Quand la justice vacille entre compromission et réinvention : Haïti face au miroir kényan

Alors que le Kenya, pays d’Afrique de l’Est, envoie plusieurs centaines de ses forces de sécurité en mission internationale pour tenter de juguler l’insécurité « programmée » en Haïti, il est permis de se demander quelle est la physionomie actuelle de la justice dans ces deux Etats, confrontés à des défis de gestion comparables mais à des trajectoires judiciaires diamétralement opposées. Ce tête-à-tête inattendu entre Haïti et le Kenya éclaire deux approches radicalement différentes de la justice dans des contextes de crise institutionnelle.

D’une part, Haïti s’enfonce dans la normalisation de l’impunité, où la justice, loin d’incarner un contre-pouvoir, se révèle être le prolongement docile d’un système politique gangrené. Le dernier classement de Transparency International, qui place Haïti parmi les pays les plus corrompus de la région, n’a pas provoqué l’électrochoc attendu. Il a au contraire consolidé un système où la justice s’exerce à ciel ouvert comme un outil de protection des élites, des dirigeants en mal de confiance et de blanchiment des malversations les plus flagrantes. La Cour dAppel de Port-au-Prince, qui se veut l‘un des ultimes garde-fous contre l’arbitraire, sexpose par des décisions qui dénaturent la fonction juridictionnelle. L’effacement des noms de conseillers impliqués dans le braquage d’une institution bancaire publique n’est pas un dysfonctionnement isolé, mais une dérive structurelle où la justice sert les intérêts d’une constitution oligarchique.

De l’autre côté de l’océan, le Kenya, pourtant lui-même traversé par des affaires de corruption à répétition, tente d’imposer une dynamique de rupture. Porté par une volonté affichée de réhabilitation institutionnelle, le gouvernement kényan a mis en place un cadre ambitieux : toutes les affaires de corruption impliquant des agents publics doivent être jugées dans un délai maximal de six mois. Cette accélération procédurale, associée à la révision de la loi anticorruption en 2025, traduit une volonté de rétablir une forme minimale de confiance publique dans l’appareil judiciaire. Si les résultats sont encore fragiles, la justice kényane s’inscrit au moins dans une logique de reconquête institutionnelle, là où Haïti a choisi la voie de l’abandon et de la soumission.
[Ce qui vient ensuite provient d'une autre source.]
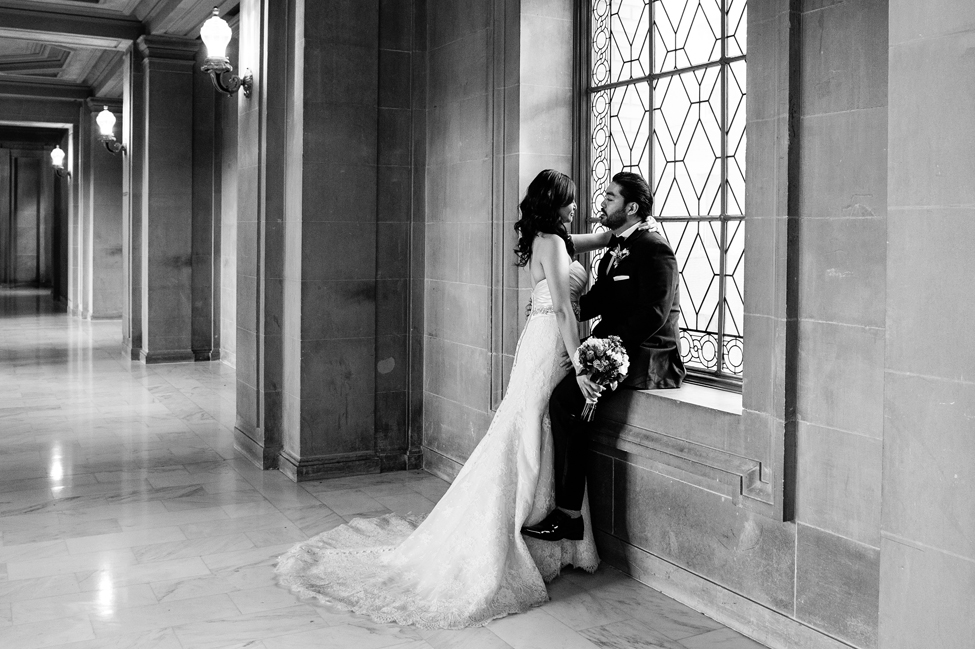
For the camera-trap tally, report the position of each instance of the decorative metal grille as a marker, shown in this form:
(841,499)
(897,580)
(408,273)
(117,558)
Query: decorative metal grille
(667,100)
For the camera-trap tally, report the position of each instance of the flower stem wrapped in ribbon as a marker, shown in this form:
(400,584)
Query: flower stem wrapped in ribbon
(605,362)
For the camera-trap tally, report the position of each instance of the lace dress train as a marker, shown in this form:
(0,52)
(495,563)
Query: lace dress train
(467,562)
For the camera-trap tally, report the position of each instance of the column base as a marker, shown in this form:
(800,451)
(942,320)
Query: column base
(259,455)
(153,358)
(327,466)
(400,461)
(129,352)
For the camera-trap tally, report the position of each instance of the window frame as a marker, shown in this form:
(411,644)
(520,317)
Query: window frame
(583,128)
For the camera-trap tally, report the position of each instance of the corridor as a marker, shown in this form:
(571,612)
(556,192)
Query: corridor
(127,522)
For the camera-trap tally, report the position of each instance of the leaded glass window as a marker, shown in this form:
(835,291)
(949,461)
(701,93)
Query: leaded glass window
(666,98)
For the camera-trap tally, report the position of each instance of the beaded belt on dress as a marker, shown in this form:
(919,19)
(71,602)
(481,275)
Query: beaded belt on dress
(546,310)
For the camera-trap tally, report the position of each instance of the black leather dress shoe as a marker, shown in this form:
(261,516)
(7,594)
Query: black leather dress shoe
(556,526)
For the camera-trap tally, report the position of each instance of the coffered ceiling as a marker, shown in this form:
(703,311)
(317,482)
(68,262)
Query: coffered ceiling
(78,44)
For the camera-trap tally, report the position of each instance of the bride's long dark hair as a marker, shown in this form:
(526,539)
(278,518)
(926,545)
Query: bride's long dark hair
(547,194)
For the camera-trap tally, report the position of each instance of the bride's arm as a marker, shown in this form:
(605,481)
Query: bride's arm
(550,251)
(592,241)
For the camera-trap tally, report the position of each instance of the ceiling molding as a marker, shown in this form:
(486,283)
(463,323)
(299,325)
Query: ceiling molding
(43,89)
(95,104)
(69,29)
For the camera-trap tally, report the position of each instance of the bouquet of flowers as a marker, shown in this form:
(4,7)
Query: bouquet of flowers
(604,361)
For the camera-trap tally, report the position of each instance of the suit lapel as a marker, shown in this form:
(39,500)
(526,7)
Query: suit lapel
(603,265)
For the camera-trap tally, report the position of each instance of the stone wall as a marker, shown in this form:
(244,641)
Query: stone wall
(927,530)
(499,110)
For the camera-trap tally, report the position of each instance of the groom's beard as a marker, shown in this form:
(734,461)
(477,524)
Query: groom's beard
(615,220)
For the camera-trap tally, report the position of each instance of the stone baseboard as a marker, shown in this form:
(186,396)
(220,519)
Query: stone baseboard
(153,358)
(762,624)
(319,467)
(260,456)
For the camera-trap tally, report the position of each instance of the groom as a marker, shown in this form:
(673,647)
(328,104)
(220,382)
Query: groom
(636,296)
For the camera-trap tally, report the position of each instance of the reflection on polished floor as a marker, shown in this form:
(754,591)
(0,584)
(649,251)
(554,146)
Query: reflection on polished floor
(126,521)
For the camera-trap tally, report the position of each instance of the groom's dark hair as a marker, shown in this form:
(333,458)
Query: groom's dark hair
(634,189)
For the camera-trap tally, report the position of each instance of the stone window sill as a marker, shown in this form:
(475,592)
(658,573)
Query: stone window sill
(690,434)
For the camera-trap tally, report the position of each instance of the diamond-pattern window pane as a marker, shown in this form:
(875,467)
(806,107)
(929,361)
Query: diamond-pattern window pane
(668,101)
(687,134)
(737,19)
(686,33)
(734,296)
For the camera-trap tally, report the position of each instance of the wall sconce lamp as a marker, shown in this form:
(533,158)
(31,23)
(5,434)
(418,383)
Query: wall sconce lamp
(57,162)
(106,132)
(216,35)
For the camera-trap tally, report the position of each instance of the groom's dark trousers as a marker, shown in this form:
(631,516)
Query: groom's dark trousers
(637,299)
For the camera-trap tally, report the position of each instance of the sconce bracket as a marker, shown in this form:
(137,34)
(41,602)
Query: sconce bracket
(221,74)
(114,146)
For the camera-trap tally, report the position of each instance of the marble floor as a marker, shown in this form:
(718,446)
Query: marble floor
(127,521)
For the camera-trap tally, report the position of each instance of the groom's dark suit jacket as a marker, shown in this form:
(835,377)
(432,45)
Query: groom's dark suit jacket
(639,301)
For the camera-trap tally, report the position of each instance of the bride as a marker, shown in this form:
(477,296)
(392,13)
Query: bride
(467,563)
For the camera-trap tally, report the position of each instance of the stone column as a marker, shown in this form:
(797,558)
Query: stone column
(133,135)
(263,49)
(82,173)
(330,251)
(103,209)
(167,198)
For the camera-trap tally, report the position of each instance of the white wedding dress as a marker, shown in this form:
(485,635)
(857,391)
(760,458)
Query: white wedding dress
(467,562)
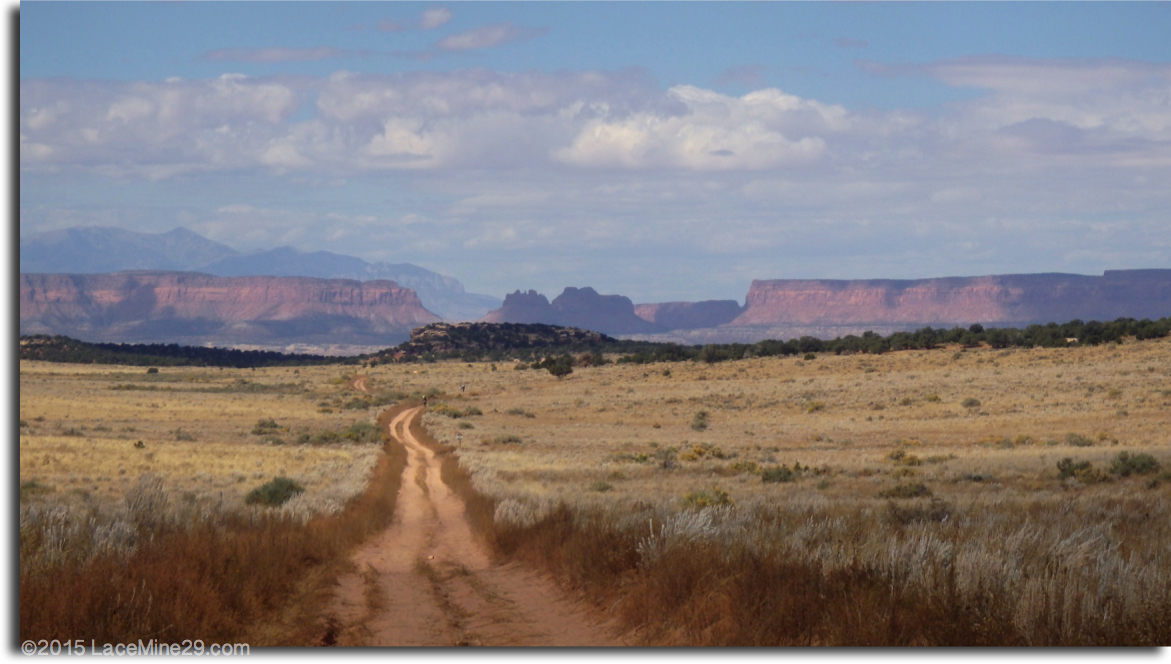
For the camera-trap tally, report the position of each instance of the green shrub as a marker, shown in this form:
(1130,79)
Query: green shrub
(699,423)
(714,498)
(265,426)
(32,487)
(776,474)
(274,493)
(1125,465)
(1082,471)
(917,490)
(937,511)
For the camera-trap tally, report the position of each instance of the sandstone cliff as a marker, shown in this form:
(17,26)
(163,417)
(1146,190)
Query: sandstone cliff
(198,308)
(1002,300)
(690,315)
(577,308)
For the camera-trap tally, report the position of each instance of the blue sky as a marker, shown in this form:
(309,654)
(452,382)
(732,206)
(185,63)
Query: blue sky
(665,151)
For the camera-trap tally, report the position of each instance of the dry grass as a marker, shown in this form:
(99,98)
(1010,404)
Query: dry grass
(192,426)
(999,552)
(122,540)
(998,549)
(224,576)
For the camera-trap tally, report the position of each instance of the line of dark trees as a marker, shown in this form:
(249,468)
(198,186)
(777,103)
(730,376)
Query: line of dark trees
(60,348)
(541,344)
(1052,335)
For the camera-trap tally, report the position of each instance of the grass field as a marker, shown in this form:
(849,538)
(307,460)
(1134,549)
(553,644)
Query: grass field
(910,498)
(89,432)
(944,497)
(966,423)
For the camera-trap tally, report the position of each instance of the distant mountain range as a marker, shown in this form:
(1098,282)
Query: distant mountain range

Cette comparaison frontale révèle deux conceptions de la justice. Au Kenya, malgré les résistances internes, l’appareil judiciaire reste un champ de bataille où s’affrontent partisans de la réforme et défenseurs des privilèges acquis. En Haïti, la justice a depuis longtemps cessé d’être un espace de lutte : elle est devenue un simple instrument de consolidation du pouvoir au profit d’une minorité, condamnant toute tentative de redressement à l’échec.

Mais peut-on réellement espérer une reconstruction démocratique sans une justice forte, crédible et indépendante ? En Haïti, parler de développement ou d’élections libres dans un contexte de corruption institutionnalisée relève de la chimère. Tant que la justice restera otage des intérêts partisans et criminels, elle ne pourra ni dire le droit, ni incarner ce pouvoir d’équilibre indispensable à toute société démocratique. Alors que le Kenya envoie ses forces à des milliers de kilomètres pour tenter de stabiliser Haïti, il serait peut-être temps, pour les dirigeants haïtiens comme pour la communauté internationale, de s’interroger sur un point fondamental : la paix et la sécurité ne se construisent pas uniquement par les armes, mais d’abord par la justice. Une justice qui dit le droit, protège les citoyens et sanctionne, sans distinction, les déviances du pouvoir.